The film details this alongside Assange’s fractured relationship with his German colleague Daniel Domscheit-Berg (Brühl). Playing the white-haired Assange is the 37-year-old British actor Benedict Cumberbatch.

“I’m thrilled with it,” he says. “I think Bill has made a beautiful film; it’s incredibly balanced. It’s entertaining as well as intriguing. And what it should do is ignite a debate – hopefully it will do that.”

Whether it will remains to be seen; the film has not fared well in America – the US$26 million (Dh95m) project taking just $1.7m from 1,769 cinemas, making it the worst debut for a film opening on more than 1,500 screens this year. As if to rub salt into the wound, WikiLeaks simultaneously released, online, Mediastan, a documentary about a group of the website’s associates travelling through Central Asia, seeking newspaper editors to publish sensitive cables. Mediastan has already had more than 50,000 views.

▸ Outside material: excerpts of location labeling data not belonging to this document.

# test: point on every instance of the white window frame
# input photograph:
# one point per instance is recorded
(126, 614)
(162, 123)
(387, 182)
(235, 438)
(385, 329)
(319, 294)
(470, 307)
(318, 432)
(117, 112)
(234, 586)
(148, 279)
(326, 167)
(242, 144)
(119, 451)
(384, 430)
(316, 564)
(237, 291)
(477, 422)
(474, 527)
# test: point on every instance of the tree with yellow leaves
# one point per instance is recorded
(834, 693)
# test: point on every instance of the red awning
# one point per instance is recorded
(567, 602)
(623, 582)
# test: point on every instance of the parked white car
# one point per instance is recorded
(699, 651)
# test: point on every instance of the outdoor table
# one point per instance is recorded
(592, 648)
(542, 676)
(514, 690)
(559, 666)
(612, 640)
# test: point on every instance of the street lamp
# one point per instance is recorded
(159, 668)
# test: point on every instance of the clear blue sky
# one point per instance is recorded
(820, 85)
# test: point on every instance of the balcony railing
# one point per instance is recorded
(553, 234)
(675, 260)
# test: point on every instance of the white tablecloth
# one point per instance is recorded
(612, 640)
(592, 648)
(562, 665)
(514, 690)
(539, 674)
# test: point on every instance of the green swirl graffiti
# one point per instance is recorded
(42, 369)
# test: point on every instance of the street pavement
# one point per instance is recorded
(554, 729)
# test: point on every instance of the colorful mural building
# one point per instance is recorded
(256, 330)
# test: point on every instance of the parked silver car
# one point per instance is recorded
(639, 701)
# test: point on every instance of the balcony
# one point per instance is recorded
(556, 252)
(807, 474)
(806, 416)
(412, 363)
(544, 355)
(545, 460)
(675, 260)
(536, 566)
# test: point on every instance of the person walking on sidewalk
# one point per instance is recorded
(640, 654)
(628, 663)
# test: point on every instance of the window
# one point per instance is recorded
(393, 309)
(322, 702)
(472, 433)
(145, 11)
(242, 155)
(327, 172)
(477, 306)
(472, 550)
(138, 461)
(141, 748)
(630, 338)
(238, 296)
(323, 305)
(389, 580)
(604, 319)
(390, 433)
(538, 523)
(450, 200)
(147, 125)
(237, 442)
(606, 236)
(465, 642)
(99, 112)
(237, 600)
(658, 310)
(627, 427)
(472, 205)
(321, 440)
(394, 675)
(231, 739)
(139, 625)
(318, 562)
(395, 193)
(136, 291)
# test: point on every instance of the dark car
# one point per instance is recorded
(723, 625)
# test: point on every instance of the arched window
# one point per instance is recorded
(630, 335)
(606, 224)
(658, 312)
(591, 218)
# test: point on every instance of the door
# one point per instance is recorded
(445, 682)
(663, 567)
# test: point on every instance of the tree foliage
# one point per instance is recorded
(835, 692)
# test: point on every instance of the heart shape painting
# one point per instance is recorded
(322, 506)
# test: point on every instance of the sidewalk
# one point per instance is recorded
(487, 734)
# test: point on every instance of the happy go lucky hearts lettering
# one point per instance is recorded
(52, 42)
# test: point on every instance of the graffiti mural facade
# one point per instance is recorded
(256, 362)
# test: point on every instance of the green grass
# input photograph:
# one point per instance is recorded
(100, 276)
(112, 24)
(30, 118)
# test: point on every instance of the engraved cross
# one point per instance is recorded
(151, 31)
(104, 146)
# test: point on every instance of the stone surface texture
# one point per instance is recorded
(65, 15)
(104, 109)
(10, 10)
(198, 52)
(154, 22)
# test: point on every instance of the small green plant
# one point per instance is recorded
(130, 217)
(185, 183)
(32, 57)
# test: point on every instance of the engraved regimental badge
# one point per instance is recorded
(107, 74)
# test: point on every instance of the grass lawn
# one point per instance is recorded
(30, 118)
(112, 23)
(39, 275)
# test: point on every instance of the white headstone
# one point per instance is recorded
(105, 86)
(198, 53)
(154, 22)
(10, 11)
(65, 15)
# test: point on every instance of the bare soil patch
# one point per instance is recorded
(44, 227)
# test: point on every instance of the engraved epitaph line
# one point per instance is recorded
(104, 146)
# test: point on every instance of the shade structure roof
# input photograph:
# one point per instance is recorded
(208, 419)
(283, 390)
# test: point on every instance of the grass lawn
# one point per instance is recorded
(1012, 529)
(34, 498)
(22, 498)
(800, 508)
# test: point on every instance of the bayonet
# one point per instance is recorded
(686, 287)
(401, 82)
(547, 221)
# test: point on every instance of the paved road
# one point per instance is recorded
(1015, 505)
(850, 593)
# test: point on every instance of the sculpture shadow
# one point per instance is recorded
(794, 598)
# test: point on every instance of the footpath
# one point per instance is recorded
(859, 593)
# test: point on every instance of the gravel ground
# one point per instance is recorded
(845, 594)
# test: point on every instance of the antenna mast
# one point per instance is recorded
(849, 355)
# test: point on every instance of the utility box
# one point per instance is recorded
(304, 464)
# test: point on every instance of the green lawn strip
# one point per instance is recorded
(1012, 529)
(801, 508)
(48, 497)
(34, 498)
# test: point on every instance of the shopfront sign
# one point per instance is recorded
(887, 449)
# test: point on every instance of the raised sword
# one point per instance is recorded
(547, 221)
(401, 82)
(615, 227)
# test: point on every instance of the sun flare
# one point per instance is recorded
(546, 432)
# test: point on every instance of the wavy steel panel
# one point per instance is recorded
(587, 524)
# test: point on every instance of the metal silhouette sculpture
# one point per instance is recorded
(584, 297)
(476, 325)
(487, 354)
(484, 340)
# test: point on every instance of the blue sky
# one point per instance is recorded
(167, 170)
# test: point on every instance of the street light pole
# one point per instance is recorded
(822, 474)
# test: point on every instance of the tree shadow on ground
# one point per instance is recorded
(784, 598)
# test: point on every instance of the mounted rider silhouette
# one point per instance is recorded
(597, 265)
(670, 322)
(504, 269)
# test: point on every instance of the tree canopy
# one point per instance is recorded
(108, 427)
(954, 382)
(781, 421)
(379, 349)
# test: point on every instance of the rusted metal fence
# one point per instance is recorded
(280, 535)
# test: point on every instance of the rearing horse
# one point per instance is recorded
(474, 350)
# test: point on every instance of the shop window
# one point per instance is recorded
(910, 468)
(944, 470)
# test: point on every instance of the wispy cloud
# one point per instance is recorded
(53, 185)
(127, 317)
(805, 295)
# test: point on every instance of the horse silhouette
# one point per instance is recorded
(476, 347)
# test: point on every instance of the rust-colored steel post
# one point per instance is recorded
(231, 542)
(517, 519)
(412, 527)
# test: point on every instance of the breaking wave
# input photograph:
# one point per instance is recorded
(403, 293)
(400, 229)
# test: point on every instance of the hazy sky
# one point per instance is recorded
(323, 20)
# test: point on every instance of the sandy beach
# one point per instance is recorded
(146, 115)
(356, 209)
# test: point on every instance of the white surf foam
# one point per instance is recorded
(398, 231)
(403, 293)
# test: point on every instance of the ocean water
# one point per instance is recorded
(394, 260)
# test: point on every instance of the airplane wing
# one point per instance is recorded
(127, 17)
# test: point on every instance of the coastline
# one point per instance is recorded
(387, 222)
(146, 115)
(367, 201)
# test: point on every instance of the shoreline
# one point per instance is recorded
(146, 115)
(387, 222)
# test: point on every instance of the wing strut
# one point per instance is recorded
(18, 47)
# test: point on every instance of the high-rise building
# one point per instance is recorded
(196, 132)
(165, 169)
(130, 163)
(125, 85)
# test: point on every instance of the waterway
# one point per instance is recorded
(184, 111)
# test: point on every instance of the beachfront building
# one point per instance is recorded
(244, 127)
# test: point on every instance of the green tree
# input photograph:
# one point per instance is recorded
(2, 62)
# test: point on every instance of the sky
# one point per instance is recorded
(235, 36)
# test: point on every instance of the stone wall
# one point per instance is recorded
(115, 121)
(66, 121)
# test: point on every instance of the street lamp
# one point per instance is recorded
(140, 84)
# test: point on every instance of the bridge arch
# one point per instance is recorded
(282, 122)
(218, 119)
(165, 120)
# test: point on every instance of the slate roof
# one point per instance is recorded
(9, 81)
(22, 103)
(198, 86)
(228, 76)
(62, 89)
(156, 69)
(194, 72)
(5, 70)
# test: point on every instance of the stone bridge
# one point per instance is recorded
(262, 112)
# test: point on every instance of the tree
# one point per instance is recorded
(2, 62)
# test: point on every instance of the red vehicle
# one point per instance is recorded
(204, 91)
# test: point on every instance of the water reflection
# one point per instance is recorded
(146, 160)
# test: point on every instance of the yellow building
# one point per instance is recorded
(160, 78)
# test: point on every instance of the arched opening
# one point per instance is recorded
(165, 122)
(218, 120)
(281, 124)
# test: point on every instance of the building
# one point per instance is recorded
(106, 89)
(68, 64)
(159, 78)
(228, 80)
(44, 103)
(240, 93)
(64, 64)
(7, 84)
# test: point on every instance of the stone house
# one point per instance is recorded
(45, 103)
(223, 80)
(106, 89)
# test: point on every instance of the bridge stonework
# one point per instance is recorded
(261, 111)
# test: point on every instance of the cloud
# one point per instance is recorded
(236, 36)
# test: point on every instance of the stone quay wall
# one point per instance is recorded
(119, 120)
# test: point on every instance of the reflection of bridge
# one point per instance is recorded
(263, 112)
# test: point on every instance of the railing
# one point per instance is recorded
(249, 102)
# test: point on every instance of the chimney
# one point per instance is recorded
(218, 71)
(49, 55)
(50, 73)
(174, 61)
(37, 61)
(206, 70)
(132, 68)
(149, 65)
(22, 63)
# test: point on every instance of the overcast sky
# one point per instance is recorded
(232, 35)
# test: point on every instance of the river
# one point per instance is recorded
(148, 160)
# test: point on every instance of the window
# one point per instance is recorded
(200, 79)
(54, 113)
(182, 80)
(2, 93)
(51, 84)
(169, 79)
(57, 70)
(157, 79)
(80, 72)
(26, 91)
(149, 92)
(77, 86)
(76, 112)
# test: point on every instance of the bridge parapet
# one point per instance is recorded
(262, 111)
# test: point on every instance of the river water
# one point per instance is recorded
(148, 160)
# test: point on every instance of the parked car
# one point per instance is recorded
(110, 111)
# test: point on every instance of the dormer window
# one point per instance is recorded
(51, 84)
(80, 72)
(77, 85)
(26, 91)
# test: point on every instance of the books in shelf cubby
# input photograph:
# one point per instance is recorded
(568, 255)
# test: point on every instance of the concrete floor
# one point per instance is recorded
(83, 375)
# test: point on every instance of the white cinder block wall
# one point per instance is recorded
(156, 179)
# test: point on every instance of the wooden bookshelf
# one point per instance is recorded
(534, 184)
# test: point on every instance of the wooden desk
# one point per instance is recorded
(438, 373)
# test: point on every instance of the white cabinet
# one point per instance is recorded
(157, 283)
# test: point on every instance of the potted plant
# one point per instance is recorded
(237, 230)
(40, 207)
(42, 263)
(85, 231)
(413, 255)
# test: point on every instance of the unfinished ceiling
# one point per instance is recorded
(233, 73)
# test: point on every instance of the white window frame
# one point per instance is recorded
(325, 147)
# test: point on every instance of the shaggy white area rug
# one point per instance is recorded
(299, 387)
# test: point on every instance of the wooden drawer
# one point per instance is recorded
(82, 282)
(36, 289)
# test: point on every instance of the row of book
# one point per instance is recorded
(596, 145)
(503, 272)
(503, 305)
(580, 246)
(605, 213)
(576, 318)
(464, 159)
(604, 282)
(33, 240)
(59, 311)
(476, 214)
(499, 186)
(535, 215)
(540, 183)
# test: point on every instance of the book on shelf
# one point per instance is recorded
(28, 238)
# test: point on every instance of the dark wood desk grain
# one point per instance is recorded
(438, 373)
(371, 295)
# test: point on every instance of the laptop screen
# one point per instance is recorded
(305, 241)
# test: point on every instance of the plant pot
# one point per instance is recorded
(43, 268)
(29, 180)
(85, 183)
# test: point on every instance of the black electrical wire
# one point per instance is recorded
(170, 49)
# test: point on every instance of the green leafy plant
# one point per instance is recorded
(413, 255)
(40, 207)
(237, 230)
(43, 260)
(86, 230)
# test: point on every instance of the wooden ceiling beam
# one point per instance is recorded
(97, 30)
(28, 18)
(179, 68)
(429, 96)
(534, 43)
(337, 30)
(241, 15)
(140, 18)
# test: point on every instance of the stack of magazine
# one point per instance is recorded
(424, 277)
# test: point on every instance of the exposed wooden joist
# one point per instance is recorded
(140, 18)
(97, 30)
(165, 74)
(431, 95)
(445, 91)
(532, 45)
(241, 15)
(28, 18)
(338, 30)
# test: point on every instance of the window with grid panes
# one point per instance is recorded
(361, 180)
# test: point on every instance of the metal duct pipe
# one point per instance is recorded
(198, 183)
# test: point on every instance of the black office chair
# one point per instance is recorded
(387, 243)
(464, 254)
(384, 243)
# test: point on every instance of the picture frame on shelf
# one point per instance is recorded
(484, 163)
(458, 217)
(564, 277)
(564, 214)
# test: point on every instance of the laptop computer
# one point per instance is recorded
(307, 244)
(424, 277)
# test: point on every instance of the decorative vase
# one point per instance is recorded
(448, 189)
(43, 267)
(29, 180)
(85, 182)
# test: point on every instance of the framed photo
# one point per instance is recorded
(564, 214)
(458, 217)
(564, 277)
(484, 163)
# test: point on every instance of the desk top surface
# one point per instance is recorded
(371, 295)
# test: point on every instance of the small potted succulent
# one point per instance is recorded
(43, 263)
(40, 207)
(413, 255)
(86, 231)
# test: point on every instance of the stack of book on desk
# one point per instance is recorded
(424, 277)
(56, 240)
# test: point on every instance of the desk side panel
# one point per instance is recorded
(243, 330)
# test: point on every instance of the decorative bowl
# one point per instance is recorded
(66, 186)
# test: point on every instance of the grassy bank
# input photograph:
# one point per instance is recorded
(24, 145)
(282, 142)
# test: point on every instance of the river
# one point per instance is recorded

It shows that Assange – who produced it with Ken Loach’s Sixteen Films – is still very much in command, despite being holed up in the Ecuadorean embassy in London after he fled there to avoid extradition to Sweden, where he faces allegations of sex crimes against two women.

He was particularly vocal about The Fifth Estate, after he secured an early draft of the script. During an address he gave, via video streaming, to the Oxford Union, he called it “a mass propaganda against WikiLeaks, the organisation and the character of my staff and our activities”.

Speaking in January, he added that it “fans the flames to start a war with Iran”, a comment made in reaction to the original opening scene which was set in a military complex in Tehran, with a close-up on a file detailing plans for making a nuclear bomb.

“That’s not in the script now,” says The Fifth Estate co-star David Thewlis, who plays Nick Davies, the British journalist involved in publishing Manning’s leaks. “So he [Assange] did have a say.”

Assange also had plenty to say to Cumberbatch after sending him a long email pleading for him to withdraw from the project. The actor replied, promising it wouldn’t be a negative portrayal; he didn’t want to “get into a slagging match about whether he [Assange] was good or bad”, he says. Still, it’s clear Cumberbatch was influenced by these email exchanges. “I think he’s probably turned the film around,” says Thewlis. “I think he became more sympathetic to Julian as the film went on.”

With the script adapted from Domscheit-Berg’s book Inside WikiLeaks and a separate account by the journalists David Leigh and Luke Harding, Brühl believes numerous stories could have been told about Assange and his website. “There are so many different versions of what happened. There are always different points of view.” But one thing is certain, he says. “It’s not an anti-WikiLeaks, anti-Assange film. I think the villains in the movie are banks, governments and armies – but not him.”